何処か見覚えがあると感じるのは、同学年だからだろうか。それとも、近所に住んでいるからだろうか。
「…ふー…。…ん?うわっ!?えっ、い、いつからそこに…?!」
「あ、驚かせてすみません。ほんのちょっと前にお邪魔させてもらってました」
いつものように気持ち良く弾き終え、まるで満足したというように一つ長く息を吐き出した彼女は、僕を視界に入れた瞬間、椅子から転げ落ちんばかりに驚いた。
まぁ、それはそうだろう。
少し申し訳ないことをしてしまった。
「気がつかなかった…!っていうか、なんか恥ずかしいな…。わたし、まだ始めたばっかなんですよ、ピアノ」
「ああ、やっぱり」
「え、“やっぱり”?」
「いえ、毎週聞かせてもらっているので。…日曜日の夕方に」
近所なんです。と付け加えれば、恥ずかしそうに頬を赤らめていた彼女は、更に顔全体を赤くし、さっと楽譜で顔を隠してしまった。
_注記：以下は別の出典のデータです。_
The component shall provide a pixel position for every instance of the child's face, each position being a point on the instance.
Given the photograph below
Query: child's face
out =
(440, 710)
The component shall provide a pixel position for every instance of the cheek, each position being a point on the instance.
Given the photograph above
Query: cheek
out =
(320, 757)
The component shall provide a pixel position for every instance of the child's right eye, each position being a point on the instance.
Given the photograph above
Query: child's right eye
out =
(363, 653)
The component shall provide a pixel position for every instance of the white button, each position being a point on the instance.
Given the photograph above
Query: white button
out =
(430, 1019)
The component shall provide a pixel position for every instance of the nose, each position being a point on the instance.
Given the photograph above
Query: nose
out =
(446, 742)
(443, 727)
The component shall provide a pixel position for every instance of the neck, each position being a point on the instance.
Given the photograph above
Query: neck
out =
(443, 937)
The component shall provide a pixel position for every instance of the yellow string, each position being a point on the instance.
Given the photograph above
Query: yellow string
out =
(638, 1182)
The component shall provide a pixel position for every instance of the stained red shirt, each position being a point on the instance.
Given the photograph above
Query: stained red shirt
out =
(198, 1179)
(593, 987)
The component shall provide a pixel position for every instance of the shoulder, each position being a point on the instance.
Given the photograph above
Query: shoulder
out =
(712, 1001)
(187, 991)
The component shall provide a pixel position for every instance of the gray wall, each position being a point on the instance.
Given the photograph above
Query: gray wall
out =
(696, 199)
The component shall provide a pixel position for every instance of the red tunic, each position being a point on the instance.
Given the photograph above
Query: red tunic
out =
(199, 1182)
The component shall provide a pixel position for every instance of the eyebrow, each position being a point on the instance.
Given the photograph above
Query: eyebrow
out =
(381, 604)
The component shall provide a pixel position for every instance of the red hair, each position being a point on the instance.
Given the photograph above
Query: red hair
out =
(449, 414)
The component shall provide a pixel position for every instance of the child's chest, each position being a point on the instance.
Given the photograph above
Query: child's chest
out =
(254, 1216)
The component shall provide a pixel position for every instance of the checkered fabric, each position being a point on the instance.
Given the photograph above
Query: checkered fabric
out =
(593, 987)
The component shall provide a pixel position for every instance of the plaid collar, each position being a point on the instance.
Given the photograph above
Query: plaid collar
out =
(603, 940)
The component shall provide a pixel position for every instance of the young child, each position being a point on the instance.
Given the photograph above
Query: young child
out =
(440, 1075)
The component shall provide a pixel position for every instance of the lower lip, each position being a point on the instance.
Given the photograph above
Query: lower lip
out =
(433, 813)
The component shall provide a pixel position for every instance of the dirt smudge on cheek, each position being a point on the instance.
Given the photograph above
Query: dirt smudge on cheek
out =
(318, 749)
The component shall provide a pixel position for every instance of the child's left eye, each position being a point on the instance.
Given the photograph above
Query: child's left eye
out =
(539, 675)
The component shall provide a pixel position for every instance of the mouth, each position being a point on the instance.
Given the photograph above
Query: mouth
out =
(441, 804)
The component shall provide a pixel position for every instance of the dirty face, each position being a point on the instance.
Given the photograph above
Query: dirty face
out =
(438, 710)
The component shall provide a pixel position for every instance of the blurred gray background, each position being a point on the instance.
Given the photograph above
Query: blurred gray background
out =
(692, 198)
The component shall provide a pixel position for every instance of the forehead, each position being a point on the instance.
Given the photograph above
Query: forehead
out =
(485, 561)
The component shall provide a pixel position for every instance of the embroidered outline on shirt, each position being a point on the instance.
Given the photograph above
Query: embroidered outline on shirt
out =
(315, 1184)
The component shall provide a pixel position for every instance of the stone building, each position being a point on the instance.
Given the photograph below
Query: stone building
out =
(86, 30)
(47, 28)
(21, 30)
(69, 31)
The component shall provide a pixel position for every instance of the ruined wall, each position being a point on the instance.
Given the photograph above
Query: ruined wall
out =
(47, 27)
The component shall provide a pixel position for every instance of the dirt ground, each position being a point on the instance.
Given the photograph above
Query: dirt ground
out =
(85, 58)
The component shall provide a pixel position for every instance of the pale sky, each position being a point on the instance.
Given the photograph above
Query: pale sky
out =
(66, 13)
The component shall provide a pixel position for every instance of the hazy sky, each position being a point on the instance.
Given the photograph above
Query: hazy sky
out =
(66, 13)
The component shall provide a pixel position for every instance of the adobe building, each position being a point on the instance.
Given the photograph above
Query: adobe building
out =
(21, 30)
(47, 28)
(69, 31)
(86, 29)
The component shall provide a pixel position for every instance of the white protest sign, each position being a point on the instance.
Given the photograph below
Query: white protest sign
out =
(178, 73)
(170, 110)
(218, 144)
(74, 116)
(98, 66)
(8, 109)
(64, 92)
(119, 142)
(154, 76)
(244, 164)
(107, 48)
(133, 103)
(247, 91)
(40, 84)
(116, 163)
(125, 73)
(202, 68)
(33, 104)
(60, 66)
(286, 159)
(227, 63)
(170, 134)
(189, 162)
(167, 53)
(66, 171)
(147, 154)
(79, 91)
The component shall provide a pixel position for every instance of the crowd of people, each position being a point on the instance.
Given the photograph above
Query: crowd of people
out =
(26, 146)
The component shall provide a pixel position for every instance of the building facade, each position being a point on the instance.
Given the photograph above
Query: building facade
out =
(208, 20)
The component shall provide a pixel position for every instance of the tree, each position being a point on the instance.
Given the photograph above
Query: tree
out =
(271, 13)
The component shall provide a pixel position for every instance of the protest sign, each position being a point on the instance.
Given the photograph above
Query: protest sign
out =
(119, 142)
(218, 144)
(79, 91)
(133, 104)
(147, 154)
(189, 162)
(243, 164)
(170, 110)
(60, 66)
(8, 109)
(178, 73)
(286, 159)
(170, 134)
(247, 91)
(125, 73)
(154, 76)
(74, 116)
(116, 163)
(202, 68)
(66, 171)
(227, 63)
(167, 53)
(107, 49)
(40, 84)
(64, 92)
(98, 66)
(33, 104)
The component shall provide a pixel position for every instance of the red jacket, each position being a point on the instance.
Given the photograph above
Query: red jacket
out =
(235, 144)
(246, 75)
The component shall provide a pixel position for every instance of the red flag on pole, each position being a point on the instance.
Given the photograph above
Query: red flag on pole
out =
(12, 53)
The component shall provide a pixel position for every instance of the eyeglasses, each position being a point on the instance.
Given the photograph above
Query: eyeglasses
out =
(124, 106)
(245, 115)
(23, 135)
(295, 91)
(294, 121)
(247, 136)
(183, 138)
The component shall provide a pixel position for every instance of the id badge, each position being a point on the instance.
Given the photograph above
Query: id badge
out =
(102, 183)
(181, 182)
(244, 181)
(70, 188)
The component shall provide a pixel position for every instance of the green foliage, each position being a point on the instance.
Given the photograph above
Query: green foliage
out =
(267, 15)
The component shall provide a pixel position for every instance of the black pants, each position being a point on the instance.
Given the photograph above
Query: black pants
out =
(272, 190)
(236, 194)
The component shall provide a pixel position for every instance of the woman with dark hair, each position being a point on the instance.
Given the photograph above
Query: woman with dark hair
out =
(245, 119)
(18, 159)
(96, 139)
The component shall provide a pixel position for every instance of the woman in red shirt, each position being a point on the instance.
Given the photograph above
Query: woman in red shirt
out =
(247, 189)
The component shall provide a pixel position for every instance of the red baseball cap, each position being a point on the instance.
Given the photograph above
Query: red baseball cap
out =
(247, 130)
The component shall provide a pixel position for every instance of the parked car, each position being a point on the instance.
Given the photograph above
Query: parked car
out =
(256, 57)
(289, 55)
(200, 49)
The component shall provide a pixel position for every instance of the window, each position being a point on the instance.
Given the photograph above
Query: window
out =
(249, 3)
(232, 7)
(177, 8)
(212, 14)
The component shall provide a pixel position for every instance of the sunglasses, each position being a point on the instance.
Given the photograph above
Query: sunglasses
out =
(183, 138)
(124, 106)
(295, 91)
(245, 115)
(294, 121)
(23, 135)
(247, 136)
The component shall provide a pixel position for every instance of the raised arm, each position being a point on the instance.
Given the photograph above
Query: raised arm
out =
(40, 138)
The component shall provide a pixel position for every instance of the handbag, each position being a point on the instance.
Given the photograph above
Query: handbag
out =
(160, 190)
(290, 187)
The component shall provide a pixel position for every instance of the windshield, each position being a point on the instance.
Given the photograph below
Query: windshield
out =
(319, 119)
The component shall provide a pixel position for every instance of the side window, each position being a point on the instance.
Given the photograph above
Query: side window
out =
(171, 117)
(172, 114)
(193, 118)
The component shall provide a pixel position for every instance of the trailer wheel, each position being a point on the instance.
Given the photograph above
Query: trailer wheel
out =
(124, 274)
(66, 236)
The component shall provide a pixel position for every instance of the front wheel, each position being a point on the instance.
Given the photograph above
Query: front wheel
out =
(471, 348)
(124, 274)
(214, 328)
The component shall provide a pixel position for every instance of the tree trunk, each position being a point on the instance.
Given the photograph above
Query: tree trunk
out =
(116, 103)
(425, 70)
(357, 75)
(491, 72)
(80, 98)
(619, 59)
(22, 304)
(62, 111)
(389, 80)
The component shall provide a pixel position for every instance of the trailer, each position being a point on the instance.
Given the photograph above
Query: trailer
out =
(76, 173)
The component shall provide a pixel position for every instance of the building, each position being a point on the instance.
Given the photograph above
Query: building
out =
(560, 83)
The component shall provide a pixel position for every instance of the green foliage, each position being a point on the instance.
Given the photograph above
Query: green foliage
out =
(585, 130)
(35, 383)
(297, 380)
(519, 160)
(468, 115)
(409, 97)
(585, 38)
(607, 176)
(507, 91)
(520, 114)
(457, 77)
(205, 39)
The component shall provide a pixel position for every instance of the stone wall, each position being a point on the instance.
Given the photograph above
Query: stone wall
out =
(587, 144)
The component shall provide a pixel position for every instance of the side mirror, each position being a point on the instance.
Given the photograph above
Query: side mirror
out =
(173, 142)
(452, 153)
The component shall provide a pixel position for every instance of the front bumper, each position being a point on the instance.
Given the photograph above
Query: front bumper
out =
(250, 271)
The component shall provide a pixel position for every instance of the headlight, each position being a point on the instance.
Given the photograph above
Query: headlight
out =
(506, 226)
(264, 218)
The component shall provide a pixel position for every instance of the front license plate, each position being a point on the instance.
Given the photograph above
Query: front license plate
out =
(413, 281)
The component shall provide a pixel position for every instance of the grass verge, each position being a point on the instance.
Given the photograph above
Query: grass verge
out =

「ご、ごめんなさい、毎週お聞き苦しい音を聞かせてしまっているようで…」
「そんなことありません。僕は好きですよ、貴女のピアノ」
「…ありがとう。わたし、もっと頑張ります…!えっと、花京院くん、ですよね…?」
「はい。…ええと、」
「あ、わたしはみょうじです。みょうじ なまえ。隣のクラスです」
頬にはまだ少し赤みが残っているけれど、椅子から立ち上がり、僕の方をしっかりと見てくれた彼女…みょうじさんは、大事そうに楽譜を胸に抱き、柔らかい笑顔を向けてくれた。
みょうじさんの纏う雰囲気はとても柔らかくて、ピアノを聞くだけでなく、こうして話をするのも心地良いと、そう思った。